Demystifying exports with MooGoo's Craig Jones
5 July 2019, Written by David Simmons
Over the last few years exports have been firmly on the mind of the founder of MooGoo, Craig Jones.
The Gold Coast-based skincare company has taken off overseas, thanks primarily to its status as a natural remedy for skin problems like eczema and psoriasis.
But for Jones the export game can be summed up neatly by Coldplay's Chris Martin: 'Nobody said it was easy. No one ever said it would be this hard."
Export can be challenging.
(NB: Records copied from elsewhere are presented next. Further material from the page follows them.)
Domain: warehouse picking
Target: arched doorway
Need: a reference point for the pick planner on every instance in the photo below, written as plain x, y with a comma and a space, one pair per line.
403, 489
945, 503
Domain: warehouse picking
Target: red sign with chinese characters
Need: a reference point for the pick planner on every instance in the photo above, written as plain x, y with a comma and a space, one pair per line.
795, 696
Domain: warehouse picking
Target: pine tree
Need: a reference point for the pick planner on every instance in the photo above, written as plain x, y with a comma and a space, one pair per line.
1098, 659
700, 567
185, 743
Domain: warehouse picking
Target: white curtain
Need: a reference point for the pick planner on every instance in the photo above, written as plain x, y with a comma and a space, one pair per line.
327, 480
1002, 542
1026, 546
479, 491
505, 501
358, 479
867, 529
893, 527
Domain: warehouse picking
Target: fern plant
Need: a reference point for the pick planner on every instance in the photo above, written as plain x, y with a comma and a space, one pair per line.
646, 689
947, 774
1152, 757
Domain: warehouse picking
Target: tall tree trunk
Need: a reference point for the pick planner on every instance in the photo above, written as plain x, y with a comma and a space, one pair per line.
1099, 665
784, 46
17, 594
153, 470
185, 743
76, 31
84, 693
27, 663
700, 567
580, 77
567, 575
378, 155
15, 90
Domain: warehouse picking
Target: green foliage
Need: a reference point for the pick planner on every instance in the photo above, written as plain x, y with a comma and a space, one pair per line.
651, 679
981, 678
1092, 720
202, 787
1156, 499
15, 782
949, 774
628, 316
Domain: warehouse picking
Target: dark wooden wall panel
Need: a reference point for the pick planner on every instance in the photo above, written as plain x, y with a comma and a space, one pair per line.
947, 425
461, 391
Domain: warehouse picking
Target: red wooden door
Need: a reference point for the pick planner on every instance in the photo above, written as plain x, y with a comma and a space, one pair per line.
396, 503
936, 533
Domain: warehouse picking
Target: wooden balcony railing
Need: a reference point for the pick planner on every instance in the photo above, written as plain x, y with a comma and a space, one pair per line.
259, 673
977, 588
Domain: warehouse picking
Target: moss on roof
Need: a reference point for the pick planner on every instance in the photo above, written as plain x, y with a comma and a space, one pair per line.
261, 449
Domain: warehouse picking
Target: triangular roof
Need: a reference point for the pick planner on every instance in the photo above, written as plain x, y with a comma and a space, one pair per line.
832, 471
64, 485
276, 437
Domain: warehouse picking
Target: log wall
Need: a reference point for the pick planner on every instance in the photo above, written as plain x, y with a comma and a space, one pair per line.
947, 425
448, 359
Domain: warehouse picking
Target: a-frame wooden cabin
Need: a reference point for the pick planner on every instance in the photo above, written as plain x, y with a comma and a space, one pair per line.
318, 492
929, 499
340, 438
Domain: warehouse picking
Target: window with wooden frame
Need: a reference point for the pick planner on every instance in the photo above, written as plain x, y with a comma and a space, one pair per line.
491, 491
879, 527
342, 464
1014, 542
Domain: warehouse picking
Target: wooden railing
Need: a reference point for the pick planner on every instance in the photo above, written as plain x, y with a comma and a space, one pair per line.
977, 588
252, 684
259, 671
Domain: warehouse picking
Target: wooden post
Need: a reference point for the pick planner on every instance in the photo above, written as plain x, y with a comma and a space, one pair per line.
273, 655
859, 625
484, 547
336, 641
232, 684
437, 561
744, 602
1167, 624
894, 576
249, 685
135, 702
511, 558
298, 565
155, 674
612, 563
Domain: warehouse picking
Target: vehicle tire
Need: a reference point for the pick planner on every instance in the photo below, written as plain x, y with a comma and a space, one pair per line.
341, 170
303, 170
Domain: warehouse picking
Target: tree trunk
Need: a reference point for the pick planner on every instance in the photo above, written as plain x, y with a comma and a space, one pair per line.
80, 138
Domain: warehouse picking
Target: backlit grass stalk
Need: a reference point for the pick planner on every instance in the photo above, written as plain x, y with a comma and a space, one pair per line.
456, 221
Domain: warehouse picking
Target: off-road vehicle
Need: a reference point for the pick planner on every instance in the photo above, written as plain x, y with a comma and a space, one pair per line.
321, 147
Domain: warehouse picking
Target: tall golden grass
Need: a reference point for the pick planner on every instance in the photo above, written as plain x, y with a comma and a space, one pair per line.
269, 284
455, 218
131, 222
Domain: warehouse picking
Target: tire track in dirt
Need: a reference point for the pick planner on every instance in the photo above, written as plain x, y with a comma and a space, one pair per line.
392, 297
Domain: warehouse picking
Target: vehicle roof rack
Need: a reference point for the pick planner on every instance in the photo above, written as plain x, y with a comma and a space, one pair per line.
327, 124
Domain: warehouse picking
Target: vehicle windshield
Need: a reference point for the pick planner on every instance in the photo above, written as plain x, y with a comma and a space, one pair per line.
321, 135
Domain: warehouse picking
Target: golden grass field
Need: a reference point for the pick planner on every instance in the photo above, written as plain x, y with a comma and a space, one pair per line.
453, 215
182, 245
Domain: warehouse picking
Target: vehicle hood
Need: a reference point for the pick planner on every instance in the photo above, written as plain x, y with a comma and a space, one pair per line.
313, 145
Language barriers, cultural discrepancies and local red tape are some hurdles few businesses manage to overcome.
This is especially true in a country like China where undertakings like animal testing are expressly required to receive certification for sale, and broadly speaking exporting into Asia where being able to translate marketing material can prove problematic.
These are just some of the roadblocks faced by Jones as his business MooGoo, founded 14 years ago in Burleigh Heads, Gold Coast, becomes an internationally renowned skincare brand.
"English-speaking markets like the UK, US and New Zealand are receptive to MooGoo because we can do it our way there because we speak the language. It's that simple," says Jones.
"In other markets we've burned a few times with people that promise a lot but because you don't speak the language, you can't read the language, you aren't sure what they're actually doing. What they're doing is things that are either useless or they're not doing anything at all."
While these problems are relatively common to most Australians attempting to export overseas, MooGoo and other skincare brands share a problem in common when it comes to China: animal testing.
As a result, Craig says he's had to find alternative routes into the massive market via things like Daigou.
"Our future in China will be online only, because we have a lot of Chinese Australians that like MooGoo. But we haven't broken through properly into the Daigou market, though we do between $300,000 and $400,000 in the Daigou market, but when you compare it to how A2 Milk does with export to China it isn't that much," laughs Craig.
At the heart of the brand's success in its major markets is of course its dedication to selling a natural remedy. But Craig says just slapping "natural" on the bottle and calling it a day is not enough for consumers these days; the product needs to work.
"What we're about is making a product using ingredients that I'm happy to use, I'm happy to give it to my children, and it works," says Craig.
"What we're trying to do is make something that's healthy for you, and not try and exploit that 'natural' trend."
This month MooGoo is ramping up its eco efforts and offering discounted refills of most of its products to celebrate Plastic Free July.
Visitors to the company's carbon neutral facility, which already uses solar power and recycles its own water, can not only get refills but prizes and giveaways are up for grabs too.
"Usually MooGoo has a Refill Event once a month and so far we have saved 2,935 plastic bottles - that's 147kg of plastic that has been reused," says Craig.
At MooGoo we're planet lovers and we just don't say it because is cool now - we actually try to support that claim in every way we can. We know we can't go 100 per cent plastic free but we try our best."
"One of those ways is trying to reduce the amount of plastic bottles we use and encourage our customers to do it as well. That's why we have our Refill Events, and we also launched our one litre sizes and five litres sizes to encourage our customers to buy bulk and refill."
"Our tubes are made with 30 per cent post-consumer recycled (PCR) and are recyclable at end of life, and we make our bottles with plastic that would have otherwise gone to landfill, and we're make our products in Australia, reducing our carbon footprint."
As for the future of MooGoo, Craig says it is sometimes impossible to predict which way the tide will take the business but he is more than proud of what he's already built.
"The difficulty is, things change so quickly that you have to be reactive to some extent," says Craig.
"You never know which way things are going to go. Three or four years ago, Chemist Warehouse was just a blip on the radar."
"All I want now is not just for me to be happy in my job, but my colleagues to be happy too. My aim is just job satisfaction. We are not on the lookout for stock market listing or anything in particular right now I just want to be satisfied, which I am."